Kriseninterventionsteam Das Team der Uniklinik Bonn ist einmalig in Deutschland

BONN · "Wir betreuen Menschen, für die in ihrer Krisensituation niemand mehr Zeit hat. Das können Patienten und ihre Angehörige, Begleitpersonen, aber auch Mitarbeiter aller Berufsgruppen sein", sagt Koordinatorin Petra Seinsch, Mitarbeiterin des Bildungszentrums an der Uniklinik.

In Krisensituationen helfen und begleiten Mitarbeiter in der Uniklinik Angehörige in Akutsituationen.

In Krisensituationen helfen und begleiten Mitarbeiter in der Uniklinik Angehörige in Akutsituationen.

Foto: Uniklinik Bonn

Und beschreibt damit, was das bundesweit einmalige klinische Kriseninterventionsteam an der Bonner Uniklinik leistet. Die derzeit 16 Freiwilligen seien weder konfessionelle Seelsorger, noch Therapeuten, sondern böten ein niederschwelliges Angebot, das Hilfe zur Selbsthilfe in akuten Krisen vorhalte. "Viele Menschen sind in der Akutsituation in der Aktivierung ihrer Ressourcen gehemmt. Wir leisten dann rasch Hilfe bei der Bewältigung." Die Information über die Fälle für das Team kämen von Pflegekräften, Ärzten und weiteren Mitarbeitern.

Die Teamkollegen, die regelmäßig durch eine erfahrene Psychologin und Traumatherapeutin supervidiert werden, werden zum Beispiel nach einem plötzlichen Todesfall gerufen, berichtet Seinsch. Sie kommen nach dem Tod eines Patienten oder Angehörigen durch Suizid, nach unerwarteten Todesfällen von Kindern, bei laufender erfolgloser Reanimation, bei unerwarteter Diagnose eines Schwerkranken, bei der Überbringung einer Todesnachricht durch den Arzt, aber auch nach dem plötzlichen und unerwarteten Tod oder Suizid eines Mitarbeiters zum Einsatz.

Also eigentlich immer, wenn Menschen sich wegen eines traumatischen Ereignisses überlastet fühlen müssten. "Nach einer dramatischen Notfallversorgung bieten wir auch den Kollegen immer Gespräche und Möglichkeiten des Austauschs an", berichtet Seinsch.

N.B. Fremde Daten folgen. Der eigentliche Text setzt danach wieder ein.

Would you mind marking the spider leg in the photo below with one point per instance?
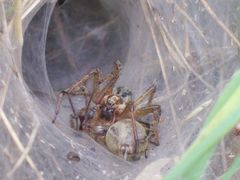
(78, 88)
(149, 93)
(58, 106)
(153, 129)
(109, 83)
(134, 129)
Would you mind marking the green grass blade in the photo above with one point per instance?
(221, 120)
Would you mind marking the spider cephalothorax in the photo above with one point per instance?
(115, 103)
(109, 110)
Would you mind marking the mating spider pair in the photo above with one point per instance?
(111, 116)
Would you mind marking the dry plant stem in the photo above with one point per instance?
(18, 143)
(145, 6)
(220, 23)
(25, 153)
(161, 25)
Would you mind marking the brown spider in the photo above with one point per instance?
(107, 106)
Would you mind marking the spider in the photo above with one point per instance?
(111, 111)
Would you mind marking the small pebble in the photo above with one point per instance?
(73, 156)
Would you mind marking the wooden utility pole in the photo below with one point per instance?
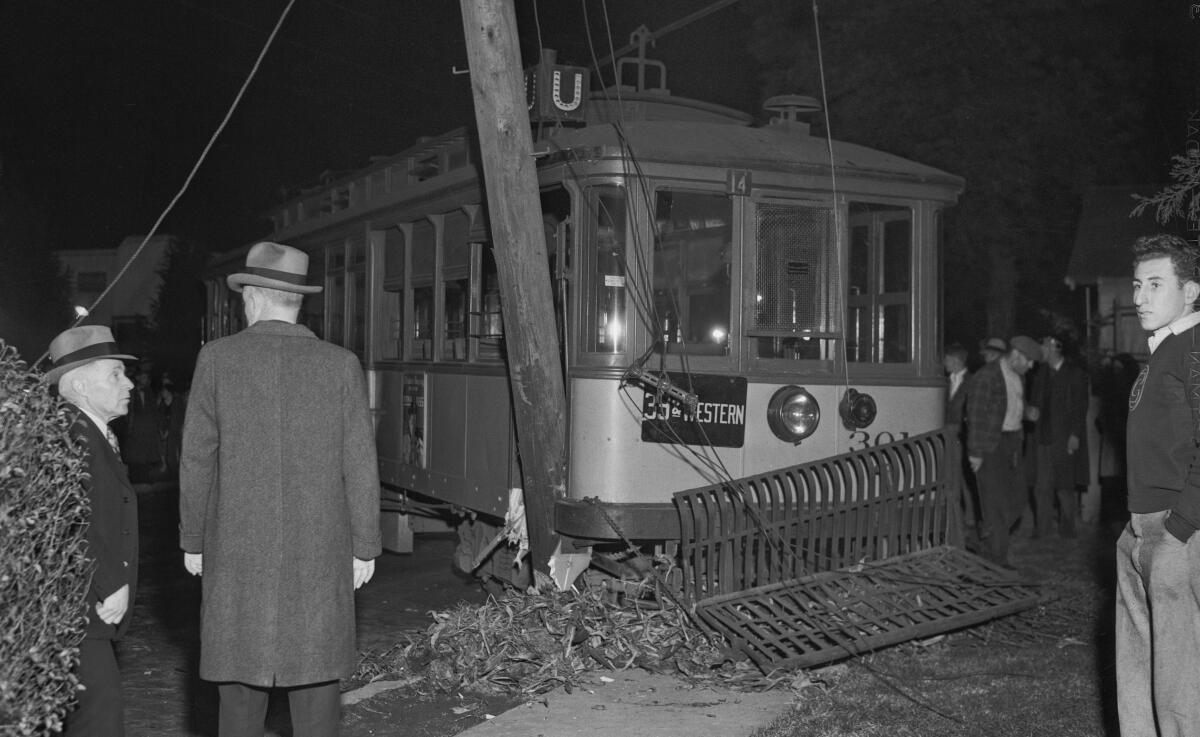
(514, 210)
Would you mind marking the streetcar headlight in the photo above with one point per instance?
(857, 409)
(793, 414)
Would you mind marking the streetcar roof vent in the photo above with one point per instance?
(787, 111)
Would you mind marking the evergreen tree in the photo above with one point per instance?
(1029, 100)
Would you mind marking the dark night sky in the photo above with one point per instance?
(105, 106)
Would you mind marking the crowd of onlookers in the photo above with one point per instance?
(1039, 453)
(151, 433)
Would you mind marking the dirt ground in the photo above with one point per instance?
(1069, 642)
(160, 657)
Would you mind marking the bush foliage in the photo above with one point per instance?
(43, 574)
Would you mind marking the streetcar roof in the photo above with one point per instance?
(772, 148)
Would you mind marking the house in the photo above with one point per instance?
(1102, 263)
(127, 305)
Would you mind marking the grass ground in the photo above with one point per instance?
(1048, 671)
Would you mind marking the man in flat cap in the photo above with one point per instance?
(995, 411)
(89, 373)
(279, 503)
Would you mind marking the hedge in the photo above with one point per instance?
(43, 573)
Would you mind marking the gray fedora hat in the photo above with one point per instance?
(77, 346)
(276, 267)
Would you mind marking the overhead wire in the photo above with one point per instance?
(191, 174)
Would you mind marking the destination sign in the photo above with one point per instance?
(719, 418)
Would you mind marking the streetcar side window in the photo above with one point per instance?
(346, 292)
(693, 239)
(880, 329)
(391, 328)
(605, 322)
(423, 261)
(795, 315)
(357, 300)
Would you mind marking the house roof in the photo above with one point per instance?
(1105, 232)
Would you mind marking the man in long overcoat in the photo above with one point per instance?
(1060, 437)
(279, 503)
(90, 376)
(995, 411)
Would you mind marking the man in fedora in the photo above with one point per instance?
(995, 412)
(279, 503)
(993, 348)
(89, 373)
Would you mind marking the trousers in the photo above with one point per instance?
(1157, 630)
(316, 709)
(101, 706)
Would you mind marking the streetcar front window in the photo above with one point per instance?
(423, 323)
(606, 316)
(391, 327)
(691, 271)
(880, 294)
(312, 309)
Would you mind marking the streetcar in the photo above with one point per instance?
(730, 299)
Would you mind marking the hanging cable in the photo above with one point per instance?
(191, 174)
(838, 226)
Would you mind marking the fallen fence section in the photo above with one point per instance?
(837, 557)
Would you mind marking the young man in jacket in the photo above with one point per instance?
(279, 503)
(89, 373)
(995, 412)
(1158, 555)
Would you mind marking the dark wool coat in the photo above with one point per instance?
(279, 490)
(112, 534)
(1061, 397)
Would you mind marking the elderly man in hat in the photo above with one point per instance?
(88, 371)
(279, 503)
(995, 411)
(993, 348)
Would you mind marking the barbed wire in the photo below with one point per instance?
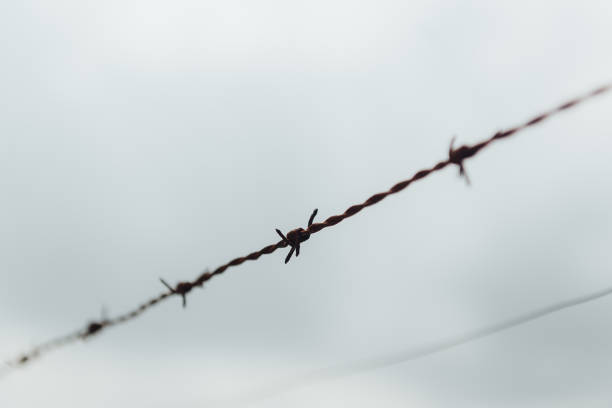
(295, 237)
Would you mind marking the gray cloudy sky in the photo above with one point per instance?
(141, 139)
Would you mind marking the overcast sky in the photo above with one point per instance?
(147, 139)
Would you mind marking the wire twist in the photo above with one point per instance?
(295, 237)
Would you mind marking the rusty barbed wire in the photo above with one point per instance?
(296, 236)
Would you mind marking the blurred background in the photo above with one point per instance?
(147, 139)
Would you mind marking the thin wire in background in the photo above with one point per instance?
(367, 365)
(295, 237)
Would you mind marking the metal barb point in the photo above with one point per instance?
(457, 157)
(181, 289)
(295, 237)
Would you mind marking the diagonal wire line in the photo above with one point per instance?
(362, 366)
(295, 237)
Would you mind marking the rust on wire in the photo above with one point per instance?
(295, 237)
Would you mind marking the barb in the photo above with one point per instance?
(295, 237)
(363, 366)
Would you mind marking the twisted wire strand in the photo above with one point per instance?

Was das Team leisten können und was nicht, beschreibt Seinsch so: "Wir sind da und stellen in der Regel mit wenigen Worten Kontakt her, vermitteln Ruhe und Zeit, geben vorsichtig Nähe, hören zu und sind empathisch. Wir halten mit aus und informieren dosiert wenn es erforderlich ist." Man helfe also bei der ersten Bewältigung der Eindrücke und der emotionalen Stabilisierung, begleite den Betroffenen, damit er die eigene Handlungsfähigkeit wieder gewinne, und helfe bei der Erschließung von Ressourcen. "So beugen wir einer Traumafolgestörung vor und knüpfen Kontakt zur weiteren Begleitung, wenn dies erforderlich ist." Der Einsatz sei aber nur auf die Akutsituation begrenzt und dauere in der Regel anderthalb Stunden.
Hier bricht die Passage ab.